When the court or other body rise at the end of a session or term they adjourn
sine die.
SINECURE. In the ecclesiastical law, this term is used to signify that
an ecclesiastical officer is without a charge or cure.
2. In common parlance it means the receipt of a salary for an office when
there are no duties to be performed.
SINGLE. By itself, unconnected.
2. A single bill is one without any condition, and does not depend upon any
future event to give it validity. Single is also applied to an unmarried person;
as, A B, single woman. Vide Simplex.
SINGLE ENTRY. A term used among merchants signifying that the entry is
made to charge or to credit an individual or thing, without, at the same time,
pre-senting any other part of the operation; it is used in contradistinction to
double entry. (q. v.) For example, a single entry is made, A B debtor, or A B
creditor, without designating what are the connexions between the entry and the
objects which composed the fortune of the merchant.
SINGULAR, construction. In grammar the singular is used to express
only one,
not plural. Johnson.
2. In law, the singular frequently includes the plural. A bequest to "my
nearest relation," for example, will be considered as a bequest to all the
relations in the same degree, who are nearest to the testator. 1 Ves. sen. 337;
1 Bro. C. C. 293. A bequest made to "my heir," by a person who had three heirs,
will be construed in the plural. 4 Russ. C. C. 384.
3. The same rule obtains in the civil law: In usu juris frequenter uti nos
singulari appellationie, am plura significari vellemus. Dig. 50, l6, 158.

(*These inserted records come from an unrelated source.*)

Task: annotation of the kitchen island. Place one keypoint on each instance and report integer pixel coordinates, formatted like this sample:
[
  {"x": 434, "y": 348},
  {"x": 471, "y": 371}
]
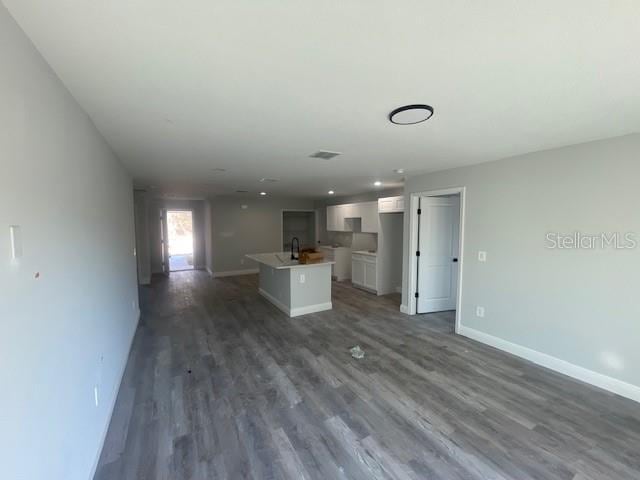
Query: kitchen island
[{"x": 296, "y": 289}]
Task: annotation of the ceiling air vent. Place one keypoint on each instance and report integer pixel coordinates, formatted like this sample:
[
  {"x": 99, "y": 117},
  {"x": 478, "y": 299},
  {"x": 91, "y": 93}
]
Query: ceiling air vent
[{"x": 324, "y": 154}]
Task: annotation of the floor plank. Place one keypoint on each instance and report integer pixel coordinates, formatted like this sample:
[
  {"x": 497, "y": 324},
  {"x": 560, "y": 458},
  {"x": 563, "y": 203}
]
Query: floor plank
[{"x": 221, "y": 384}]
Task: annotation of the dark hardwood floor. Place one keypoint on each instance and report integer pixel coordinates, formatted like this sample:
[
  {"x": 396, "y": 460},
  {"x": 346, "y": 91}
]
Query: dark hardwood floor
[{"x": 221, "y": 384}]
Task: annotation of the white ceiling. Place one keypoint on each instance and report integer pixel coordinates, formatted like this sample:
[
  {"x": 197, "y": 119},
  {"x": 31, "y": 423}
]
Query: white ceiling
[{"x": 180, "y": 88}]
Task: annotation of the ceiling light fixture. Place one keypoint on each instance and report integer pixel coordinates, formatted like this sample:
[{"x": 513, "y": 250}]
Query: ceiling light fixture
[
  {"x": 411, "y": 114},
  {"x": 325, "y": 154}
]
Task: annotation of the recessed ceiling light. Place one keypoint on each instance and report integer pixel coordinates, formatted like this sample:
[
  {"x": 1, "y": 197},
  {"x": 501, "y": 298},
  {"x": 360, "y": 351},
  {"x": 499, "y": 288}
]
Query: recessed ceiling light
[{"x": 411, "y": 114}]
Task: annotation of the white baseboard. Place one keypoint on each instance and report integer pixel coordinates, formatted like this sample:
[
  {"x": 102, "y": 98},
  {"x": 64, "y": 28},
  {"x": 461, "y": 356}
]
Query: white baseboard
[
  {"x": 233, "y": 273},
  {"x": 320, "y": 307},
  {"x": 114, "y": 398},
  {"x": 296, "y": 312},
  {"x": 605, "y": 382}
]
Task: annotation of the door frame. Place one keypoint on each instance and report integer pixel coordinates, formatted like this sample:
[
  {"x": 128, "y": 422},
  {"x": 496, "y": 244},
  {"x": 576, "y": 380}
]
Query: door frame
[
  {"x": 193, "y": 236},
  {"x": 307, "y": 210},
  {"x": 413, "y": 247}
]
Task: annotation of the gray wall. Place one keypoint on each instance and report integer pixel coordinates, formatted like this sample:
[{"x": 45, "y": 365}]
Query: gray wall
[
  {"x": 256, "y": 229},
  {"x": 70, "y": 329},
  {"x": 580, "y": 306},
  {"x": 197, "y": 206}
]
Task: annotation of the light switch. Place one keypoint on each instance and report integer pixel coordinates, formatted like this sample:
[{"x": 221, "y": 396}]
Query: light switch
[{"x": 16, "y": 241}]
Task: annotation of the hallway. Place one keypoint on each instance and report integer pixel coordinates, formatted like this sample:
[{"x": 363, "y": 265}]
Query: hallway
[{"x": 221, "y": 384}]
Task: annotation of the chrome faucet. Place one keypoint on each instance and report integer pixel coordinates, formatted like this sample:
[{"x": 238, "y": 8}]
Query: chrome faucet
[{"x": 297, "y": 240}]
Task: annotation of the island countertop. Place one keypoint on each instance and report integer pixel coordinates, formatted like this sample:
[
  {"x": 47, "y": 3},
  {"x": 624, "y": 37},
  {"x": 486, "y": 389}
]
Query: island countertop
[{"x": 282, "y": 260}]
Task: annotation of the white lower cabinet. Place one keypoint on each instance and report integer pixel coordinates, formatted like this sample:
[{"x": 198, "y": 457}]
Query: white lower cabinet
[
  {"x": 357, "y": 272},
  {"x": 370, "y": 279},
  {"x": 364, "y": 272}
]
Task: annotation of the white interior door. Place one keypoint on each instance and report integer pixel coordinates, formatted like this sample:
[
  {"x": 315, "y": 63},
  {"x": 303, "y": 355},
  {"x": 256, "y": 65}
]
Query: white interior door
[{"x": 438, "y": 244}]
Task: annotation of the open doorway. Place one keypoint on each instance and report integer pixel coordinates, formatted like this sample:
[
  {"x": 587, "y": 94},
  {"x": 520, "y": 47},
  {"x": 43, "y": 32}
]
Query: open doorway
[
  {"x": 436, "y": 229},
  {"x": 180, "y": 239},
  {"x": 300, "y": 224}
]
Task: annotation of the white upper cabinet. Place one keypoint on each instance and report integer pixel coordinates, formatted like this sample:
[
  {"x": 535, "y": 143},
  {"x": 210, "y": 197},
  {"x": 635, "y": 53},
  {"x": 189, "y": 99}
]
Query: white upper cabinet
[
  {"x": 391, "y": 204},
  {"x": 344, "y": 218}
]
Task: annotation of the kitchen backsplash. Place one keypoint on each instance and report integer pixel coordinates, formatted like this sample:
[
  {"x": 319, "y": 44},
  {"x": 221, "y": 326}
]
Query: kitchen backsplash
[{"x": 356, "y": 241}]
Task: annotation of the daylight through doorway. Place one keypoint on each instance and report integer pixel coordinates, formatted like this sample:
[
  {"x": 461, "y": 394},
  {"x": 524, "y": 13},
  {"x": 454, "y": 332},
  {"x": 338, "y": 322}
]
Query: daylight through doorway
[{"x": 180, "y": 236}]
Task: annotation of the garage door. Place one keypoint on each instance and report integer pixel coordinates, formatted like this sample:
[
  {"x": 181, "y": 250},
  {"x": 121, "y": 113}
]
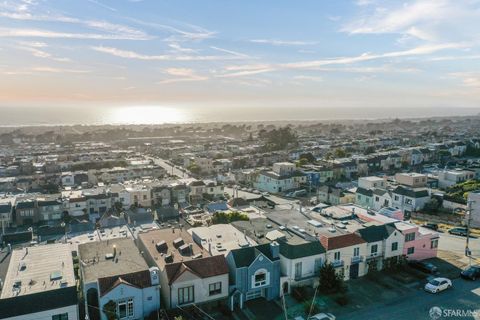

SINKING FUND. A fund arising from particular taxes, imposts, or
duties, which is appropriated towards the payment of the interest due on a
public loan and for the gradual payment of the principal. See Funding System.
SIRE. A title of honor given to kings or emperors in speaking or
writing to them.
SISTER. A woman who has the same father and mother with another, or
has one of them only. In the first case she is called sister, simply; in the
second, half sister. Vide Brother; Children; Descent; Father; Mother.
SITUS. Situation;, location. 5 Pet. R. 524.
2. Real estate has always a fixed situs, while personal estate has no such
fixed situs; the law rei site regulates real but not the personal estate. Story,
Confl. of Laws, §379.
SKELETON BILL, com. law. A blank paper, properly stamped, in those
countries where stamps are required, with the name of a person signed at the
bottom.
2. In such case the person signing the paper will be held as the drawer or
acceptor, as it may be, of any bill which shall afterwards be written above his
name to the sum of which the stamp is applicable. 1 Bell's Com. 390, 5th ed.